The material was intended for use in laboratories, and none of the lab workers have fallen ill. The incident is drawing scrutiny over the safety of research using the H5N1 bird flu strain that’s killed more than three-fifths of the people known to have caught the bug worldwide. Some scientists say the 1977 Russian flu, the most recent global outbreak, began when a virus escaped from a laboratory.
The virus material was supposed to contain a seasonal flu virus and was contaminated after “human error,” said Christopher Bona, a spokesman for Baxter, in a telephone interview.
Baxter “moved very quickly to sanitize and protect employees,” Bona said. “Labs have been sanitized, potentially contaminated materials have been destroyed and employees were tested and considered not to be at risk.”
Baxter gained 93 cents, or 1.6 percent, to $58.27 at 4 p.m. in New York Stock Exchange composite trading, and has lost 2.3 percent over the last 12 months.
The Austrian health ministry reported the incident to the European Union and is conducting its own audit, Rosenberger said. In response, Baxter said it has put in place “preventive and corrective” measures that the ministry found satisfactory. The vaccine has been destroyed, according to Rosenberger.
The World Health Organization “is aware of the situation and is consulting with the ministers of health of the countries involved to ensure that all public risks arising from this event have been identified and managed appropriately,” said Gregory Hartl, a spokesman in Geneva.
The European Medicines Agency has no immediate comment, said Monika Benstetter, an agency spokeswoman.
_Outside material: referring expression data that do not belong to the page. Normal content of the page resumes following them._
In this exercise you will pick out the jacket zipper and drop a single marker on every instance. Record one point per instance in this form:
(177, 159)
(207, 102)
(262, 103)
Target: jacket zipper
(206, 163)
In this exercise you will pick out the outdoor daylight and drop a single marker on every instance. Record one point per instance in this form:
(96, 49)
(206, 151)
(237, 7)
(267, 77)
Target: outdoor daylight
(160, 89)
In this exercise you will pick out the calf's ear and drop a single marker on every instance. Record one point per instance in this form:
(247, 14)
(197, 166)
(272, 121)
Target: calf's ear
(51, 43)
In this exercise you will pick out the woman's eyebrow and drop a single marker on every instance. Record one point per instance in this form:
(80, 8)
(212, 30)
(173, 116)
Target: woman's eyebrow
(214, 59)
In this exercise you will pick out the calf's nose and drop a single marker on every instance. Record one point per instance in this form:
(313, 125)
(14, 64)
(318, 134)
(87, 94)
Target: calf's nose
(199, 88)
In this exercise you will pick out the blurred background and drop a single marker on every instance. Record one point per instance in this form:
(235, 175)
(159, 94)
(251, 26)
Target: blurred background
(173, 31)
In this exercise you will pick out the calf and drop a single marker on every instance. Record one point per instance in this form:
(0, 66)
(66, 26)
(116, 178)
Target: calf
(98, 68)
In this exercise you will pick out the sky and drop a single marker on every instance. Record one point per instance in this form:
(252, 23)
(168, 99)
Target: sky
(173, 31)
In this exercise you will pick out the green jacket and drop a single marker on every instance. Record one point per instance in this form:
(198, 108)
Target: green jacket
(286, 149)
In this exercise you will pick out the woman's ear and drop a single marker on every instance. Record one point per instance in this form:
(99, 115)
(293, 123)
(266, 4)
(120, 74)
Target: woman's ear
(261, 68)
The U.S. Centers for Disease Control and Prevention, which distributes seasonal flu viruses to companies for vaccine manufacturing, isn’t investigating or providing consultation, said Tom Skinner, a spokesman for the Atlanta-based agency. The CDC is staying in touch with the European Centre for Disease Prevention and Control regarding the incident, Skinner said.
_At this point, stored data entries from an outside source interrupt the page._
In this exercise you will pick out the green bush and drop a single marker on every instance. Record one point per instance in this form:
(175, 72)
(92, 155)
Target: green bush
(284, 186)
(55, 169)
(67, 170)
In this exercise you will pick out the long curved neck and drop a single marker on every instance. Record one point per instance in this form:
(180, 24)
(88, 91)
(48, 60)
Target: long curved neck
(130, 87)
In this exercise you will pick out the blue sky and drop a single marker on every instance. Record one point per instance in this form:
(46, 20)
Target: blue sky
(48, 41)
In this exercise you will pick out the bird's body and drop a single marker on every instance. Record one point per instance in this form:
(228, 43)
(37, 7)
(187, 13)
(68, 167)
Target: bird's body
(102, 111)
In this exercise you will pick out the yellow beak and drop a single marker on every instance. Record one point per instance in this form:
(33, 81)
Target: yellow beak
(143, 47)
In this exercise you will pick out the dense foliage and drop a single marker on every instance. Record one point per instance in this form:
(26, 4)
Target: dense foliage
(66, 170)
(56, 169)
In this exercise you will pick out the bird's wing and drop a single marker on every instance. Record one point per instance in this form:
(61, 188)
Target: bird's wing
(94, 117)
The H5N1 strain of avian flu has been monitored by health officials around the world for more than a decade for signs it could mutate into a form that is easily spread among humans. Currently, it passes mainly among infected poultry.
A flu pandemic of avian or other origin could kill more than 70 million people worldwide and lead to a “major global recession” costing more than $3 trillion, according to a worst-case scenario outlined by the World Bank in October.
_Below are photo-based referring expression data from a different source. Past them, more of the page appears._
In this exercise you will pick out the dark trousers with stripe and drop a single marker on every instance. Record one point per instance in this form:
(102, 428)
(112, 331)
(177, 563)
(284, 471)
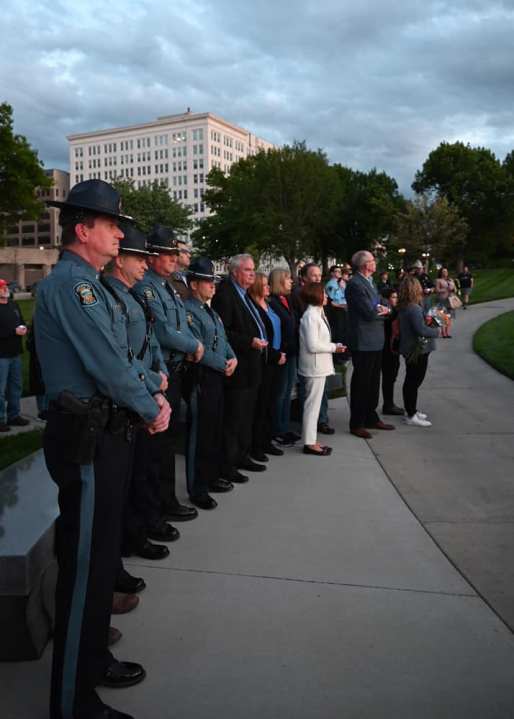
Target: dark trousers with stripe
(143, 502)
(204, 430)
(88, 533)
(165, 441)
(365, 388)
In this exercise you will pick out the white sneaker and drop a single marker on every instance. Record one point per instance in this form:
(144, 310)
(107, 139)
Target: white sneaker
(417, 421)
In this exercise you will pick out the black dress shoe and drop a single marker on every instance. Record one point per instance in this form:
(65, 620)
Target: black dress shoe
(324, 428)
(122, 674)
(393, 410)
(163, 532)
(252, 466)
(259, 456)
(147, 550)
(204, 502)
(127, 584)
(18, 422)
(293, 436)
(221, 485)
(180, 513)
(274, 451)
(325, 451)
(114, 636)
(236, 477)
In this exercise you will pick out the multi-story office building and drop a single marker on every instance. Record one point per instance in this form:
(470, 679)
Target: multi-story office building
(176, 150)
(31, 247)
H5N1 has infected at least 408 people in 15 countries since 2003, killing 63 percent of them, according to the Web site of the Geneva-based WHO.
BioTest s.r.o, a Czech biotechnology company, was conducting research for a company called AVIR Green Hills Biotechnology using materials supplied by Baxter. The company was “supposed to get non-infected testing vaccine, which was by mistake of the supplier contaminated with the H5N1 virus,” BioTest said in a statement last week.
AVIR Green Hills monitored its lab workers for signs of illness and got access to Roche Holding AG’s Tamiflu antiviral in case of infections, said Birgit Kofler-Bettschart, a spokeswoman for the closely held, Vienna-based company. AVIR Green Hills sanitized its laboratories, destroyed potentially contaminated samples, and told health officials, she said in an e-mail today.
Three influenza pandemics, including the 1918 Spanish flu that killed more than 50 million people, have occurred since 1900.
Another three pandemic threats — situations where a global epidemic is close to occurring — have occurred. One was the Russian flu of 1977.
The H5N1 virus, “even if it were let out of the lab, would be only lethal for birds in its present state,” said Ilaria Capua, a veterinary virologist, whose laboratory in Padova, Italy, handles some of the avian-flu screening for the World Organization for Animal Health. Capua said she has no knowledge of the situation. “In Europe, we can react fast” to outbreaks of the disease in animals, she said.
Baxter, the world’s largest maker of blood-disease treatments, is one of the companies working on a vaccine to be used in case of a flu pandemic. The European Medicines Agency recommended approval of Baxter’s Celvapan, the first cell culture-based vaccine for bird flu in Europe, in December.